How To Hack an Optical Fiber in Minutes… And How You Can Secure It
Have you ever set up a new smartphone? Changed your car’s air filter? Then chances are you could tap a fiber line faster than it would take to install a new update on your iPhone. Think we’re exaggerating? Keep reading or watch the video below.
According to a recent study (PDF), 37% of global companies are now deploying a consistent encryption strategy across their enterprise, as mega breaches and cyber attacks have increased companies’ urgency to improve their security posture. With the increasing sophistication and frequency of data breaches—as well as the proliferation of diverse data centers and cloud services—no organization is immune to the ever-present threat of malicious attacks to collect sensitive and private information.

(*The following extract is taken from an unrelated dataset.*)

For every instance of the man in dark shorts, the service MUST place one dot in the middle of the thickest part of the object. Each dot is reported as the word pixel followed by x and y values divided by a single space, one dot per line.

According to a recent study, 37% of global companies are now deploying a consistent encryption strategy across their enterprise, as mega breaches and cyber attacks have increased companies’ urgency to improve their security posture.
But many of these encryption strategies are incomplete, focusing only on data that is "at rest" on company servers or in the cloud. Encrypting data "in-flight" between locations is critical as well.
Today, fiber optic cables are responsible for carrying enormous amounts of Internet traffic all over the world. Traditionally, the risk of fiber-optic cable intrusion has not been a priority consideration in most organizations’ overall security strategy, although the threat of optical cable infiltration to access the data it carries is very real.
What many people don’t realize is that fiber optic cables are often easily accessible and unguarded – even clearly marked with signs like the one pictured here to reduce accidental fiber cuts – making them susceptible targets for hackers.
Anyone with Internet access can shop online for one of several easy-to-get tools (like the one shown in the video below) and, after watching a few YouTube videos that guide you through the tapping process, be well-equipped to steal sensitive data from a fiber optic cable.
The worst part?
Data breaches can happen on fiber without the provider even knowing that a breach has occurred. An operator may observe some loss on the optical line but will not know that his or her in-flight data is being monitored. This means that a network could be compromised for long periods of time without detection. Consider what this means when an optical fiber is carrying Terabits of unencrypted information – massive amounts of critical data can be collected for days, weeks, and even months.
Deploying an optical encryption solution, such as our award-winning Ciena WaveLogic Encryption, is the most effective means to protect against a fiber optic tap, as it protects all in-flight data, all the time, ensuring every bit is secure as it travels across the globe over any distance.
Whether supporting time-critical financial transactions, sensitive healthcare record storage, secure government communications, or simply wireless voice connections, today’s networking infrastructure operates in an environment of ever-increasing threats. This is why securing data and the network is more important than ever. As increasingly sensitive information gets distributed across fiber-optic networks that span the globe, today’s web-scale communications must deploy an IT security approach that encompasses not just server security and at-rest encryption, but also a robust in-flight optical encryption solution.